We can improve our model’s performance in a few ways. We can spend more time tunning the model’s hyperparameters. As mentioned above, we have set the penalty parameter to 1. This was actually chosen after testing a few different values (i.e. 0.001, 0.01, 0.1, 1 and 10) and seeing which one had the highest k-fold cross-validation accuracy. Other hyperparameters, such as the kernel and text cleaning steps, can be tuned in the same way. We could also interpret our model, figure out how it works and make changes based on these findings.
Interpreting our model
One way of interpreting an SVM is by looking at the model weights/ coefficients. Through the process of training the SVM, every N-gram in the training set is given a weighting. N-grams with positive weighting are associated with positive sentiment. Similarly, those with negative weights are associated with negative sentiment.
In Figure 3, we visualise the coefficient of 15 of the 1000 N-grams. The first 5 all have high positive coefficients. This makes sense as you probably expected tweets with words like ‘happy’ or ‘smile’ to have a positive sentiment. Similarly, the words with negative coefficients: ‘bored’, ‘hate’, etc… would be associated with negative sentiment.

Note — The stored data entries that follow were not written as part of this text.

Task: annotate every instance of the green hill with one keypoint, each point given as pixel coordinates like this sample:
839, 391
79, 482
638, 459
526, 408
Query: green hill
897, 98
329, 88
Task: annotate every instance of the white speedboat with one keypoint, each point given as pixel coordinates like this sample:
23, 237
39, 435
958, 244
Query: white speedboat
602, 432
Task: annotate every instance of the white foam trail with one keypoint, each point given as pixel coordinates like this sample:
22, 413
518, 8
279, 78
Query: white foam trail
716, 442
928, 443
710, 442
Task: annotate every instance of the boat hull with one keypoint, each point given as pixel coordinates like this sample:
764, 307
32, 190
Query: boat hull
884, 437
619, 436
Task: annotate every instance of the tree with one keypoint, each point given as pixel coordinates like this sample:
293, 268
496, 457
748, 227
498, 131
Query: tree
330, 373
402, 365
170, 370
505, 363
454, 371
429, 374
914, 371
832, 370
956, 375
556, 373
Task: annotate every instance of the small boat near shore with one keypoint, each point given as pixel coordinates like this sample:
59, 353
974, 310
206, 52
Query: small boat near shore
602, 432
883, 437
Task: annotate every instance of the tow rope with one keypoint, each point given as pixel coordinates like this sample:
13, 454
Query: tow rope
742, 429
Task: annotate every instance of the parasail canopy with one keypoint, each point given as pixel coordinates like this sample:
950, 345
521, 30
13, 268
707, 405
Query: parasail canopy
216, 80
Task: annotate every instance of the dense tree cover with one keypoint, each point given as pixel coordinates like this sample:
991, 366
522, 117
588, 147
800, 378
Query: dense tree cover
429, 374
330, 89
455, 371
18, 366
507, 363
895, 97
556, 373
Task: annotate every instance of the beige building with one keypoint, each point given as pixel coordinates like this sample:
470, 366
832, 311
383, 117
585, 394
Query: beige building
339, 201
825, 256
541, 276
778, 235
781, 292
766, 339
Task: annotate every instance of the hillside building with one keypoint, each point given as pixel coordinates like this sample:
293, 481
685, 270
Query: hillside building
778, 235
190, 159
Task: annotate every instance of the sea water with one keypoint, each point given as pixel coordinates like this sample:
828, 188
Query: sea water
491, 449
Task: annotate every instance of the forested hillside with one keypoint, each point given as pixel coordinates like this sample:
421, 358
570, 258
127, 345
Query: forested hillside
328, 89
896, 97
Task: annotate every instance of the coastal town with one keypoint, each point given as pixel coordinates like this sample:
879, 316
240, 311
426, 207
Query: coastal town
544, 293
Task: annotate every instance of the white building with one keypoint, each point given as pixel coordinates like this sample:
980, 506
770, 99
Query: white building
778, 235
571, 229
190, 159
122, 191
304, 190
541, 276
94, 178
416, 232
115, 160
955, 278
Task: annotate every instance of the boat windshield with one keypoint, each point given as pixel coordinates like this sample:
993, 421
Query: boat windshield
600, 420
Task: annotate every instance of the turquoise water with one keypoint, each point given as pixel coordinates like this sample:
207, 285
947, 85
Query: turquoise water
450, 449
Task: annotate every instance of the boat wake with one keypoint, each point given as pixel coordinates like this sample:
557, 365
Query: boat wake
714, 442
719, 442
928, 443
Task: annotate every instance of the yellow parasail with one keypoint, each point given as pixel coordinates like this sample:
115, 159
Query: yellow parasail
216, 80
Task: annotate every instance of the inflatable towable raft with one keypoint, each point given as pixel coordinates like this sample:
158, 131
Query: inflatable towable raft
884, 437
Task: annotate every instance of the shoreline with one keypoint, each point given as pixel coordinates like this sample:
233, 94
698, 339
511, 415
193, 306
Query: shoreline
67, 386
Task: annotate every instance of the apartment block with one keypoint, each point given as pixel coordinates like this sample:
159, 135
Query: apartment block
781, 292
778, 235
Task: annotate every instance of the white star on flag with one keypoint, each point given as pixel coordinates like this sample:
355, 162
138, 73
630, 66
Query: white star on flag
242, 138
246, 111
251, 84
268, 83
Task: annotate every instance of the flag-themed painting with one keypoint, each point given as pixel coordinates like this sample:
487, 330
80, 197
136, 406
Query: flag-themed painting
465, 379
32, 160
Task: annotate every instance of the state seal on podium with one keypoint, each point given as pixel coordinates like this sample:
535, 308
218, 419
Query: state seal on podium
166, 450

Notice that there are also N-grams that have coefficients close to 0.
N-grams with small coefficients would not have much impact on our model’s predictions. The coefficients could be small because the N-grams tend to occur in tweets with both positive and negative sentiment. In other words, they do not tell us anything about a tweet’s sentiment. Like with stopwords, we could remove these words and hopefully improve the performance of our model.
Hyper-parameter tuning and model interpretation are some of the many ways we can improve accuracy. You may also get better results by experimenting with different models like Neural Networks. Instead of bag-of-words, you could use more advanced techniques, like word embeddings, to vectorise the tweets. There are so many options and hopefully, this article has given you a good starting point.